Or, nous en avons fait notre cœur de métier pour permettre aux commerciaux des PME et TPE d’avoir des rendez-vous gagnants. Pourquoi ?

Le taux de conversion grimpe de manière exponentielle quand, comme pour toutes ces techniques un peu obsolètes, on a mené en amont un travail de ciblage et de personnalisation. Lorsque nos téléprospecteurs décrochent leur téléphone, ils ont une colossale quantité d’informations sur le prospect. On ne parle pas ici de son nom (même s’il peut être difficile de trouver la bonne personne dans les organigrammes des sociétés) mais de son besoin, de son budget, de la manière dont on va aborder la personne grâce à ce que l’on sait d’elle, etc.

Fini les 400 coups de fils dans la journée pour décrocher un hypothétique rendez-vous. Grâce à un solide travail en amont et à une bonne personnalisation, le prospect sera même en attente de votre proposition commerciale.

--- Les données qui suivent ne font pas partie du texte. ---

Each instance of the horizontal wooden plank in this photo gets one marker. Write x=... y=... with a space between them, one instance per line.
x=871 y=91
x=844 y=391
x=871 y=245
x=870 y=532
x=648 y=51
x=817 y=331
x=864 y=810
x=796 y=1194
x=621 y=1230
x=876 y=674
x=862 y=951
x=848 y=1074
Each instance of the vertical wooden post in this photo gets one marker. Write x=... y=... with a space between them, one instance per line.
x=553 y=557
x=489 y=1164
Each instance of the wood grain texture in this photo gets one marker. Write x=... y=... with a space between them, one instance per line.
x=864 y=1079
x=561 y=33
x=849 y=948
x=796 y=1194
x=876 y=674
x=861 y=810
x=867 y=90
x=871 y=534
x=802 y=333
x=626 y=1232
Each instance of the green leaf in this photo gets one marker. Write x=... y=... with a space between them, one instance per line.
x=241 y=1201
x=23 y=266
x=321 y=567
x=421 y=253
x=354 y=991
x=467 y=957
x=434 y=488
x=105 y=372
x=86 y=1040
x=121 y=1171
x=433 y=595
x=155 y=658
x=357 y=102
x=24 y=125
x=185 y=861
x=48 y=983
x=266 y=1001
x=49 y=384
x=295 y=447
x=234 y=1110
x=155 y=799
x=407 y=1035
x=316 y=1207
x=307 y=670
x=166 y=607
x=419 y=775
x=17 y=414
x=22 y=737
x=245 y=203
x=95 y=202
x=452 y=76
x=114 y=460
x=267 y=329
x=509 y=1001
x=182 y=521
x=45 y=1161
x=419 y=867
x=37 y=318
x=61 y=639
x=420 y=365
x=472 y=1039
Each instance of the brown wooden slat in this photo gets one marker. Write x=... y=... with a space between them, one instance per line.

Social selling et inbound marketing : attirer le client

On ne va pas chercher le client, il vient à nous : le rêve de toute force de vente est réalisable à l’aide de ces nouveaux outils et de la mise en place de contenus de qualité.

Réseaux sociaux, site internet avec du contenu de qualité, articles de blogs, webinar, etc, le but est de proposer du contenu pour attirer le chaland.

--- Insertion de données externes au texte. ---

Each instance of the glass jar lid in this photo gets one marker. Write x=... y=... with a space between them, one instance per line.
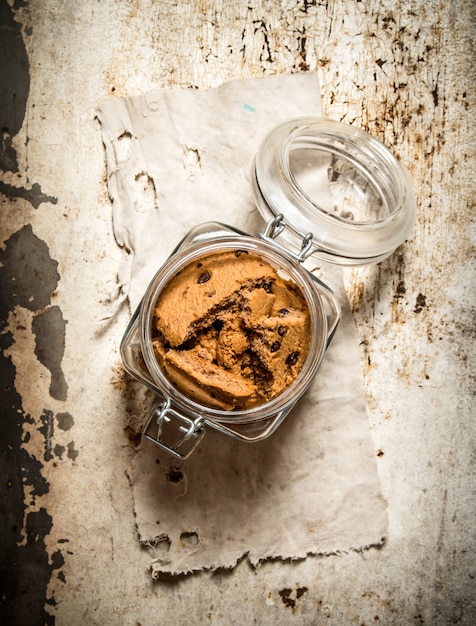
x=338 y=183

La personne qui visite votre site, qui télécharge votre catalogue ou votre livre blanc, qui suit votre page entreprise sur LinkedIn est forcément intéressée par vos produits.

Suivant son parcours sur votre réseau digital, le visiteur devient un prospect dont la qualification devra être affinée en analysant les données. Une fiche prospect sera automatiquement créée par le CRM et déjà, un e-mail personnalisé peut lui être envoyé automatiquement. On peut glisser à chaque étape une nouvelle incitation pour veiller à la maturation du lead ou lead nurturing. Une newsletter, par exemple, veille à maintenir l’intérêt. Une série d’e-mails personnalisés autour d’une spécificité de vos produits pour laquelle il a déjà fait des recherches est très efficace.

Suivant ses réponses et son degré de maturation, place au coup de téléphone stratégique qui débouchera sur un rendez-vous en présentiel.

Bref, les anciennes recettes marchent toujours à condition de les « sublimer » avec de nouveaux ingrédients et de les cuisiner à votre façon. À vous de bien cerner vos besoins et de choisir les outils en conséquence.

Place à la stratégie multi-canal accompagnée d’une personnalisation incontournable.

Personnaliser l’ensemble de la stratégie de prospection

Votre entreprise est unique, même si vos concurrents sont nombreux.

Toute action commerciale doit dorénavant mettre en avant cet aspect unique, non seulement dans la stratégie adoptée mais bien sûr en aval dans le contenu de tous vos documents, écrits, etc.

On l’a vu, les différentes étapes du social selling, ou marketing par les réseaux sociaux, doivent attirer les prospects dans vos filets de manière personnalisée : chaque cible doit avoir le ressenti de suivre son propre chemin, y compris dans le monde digital.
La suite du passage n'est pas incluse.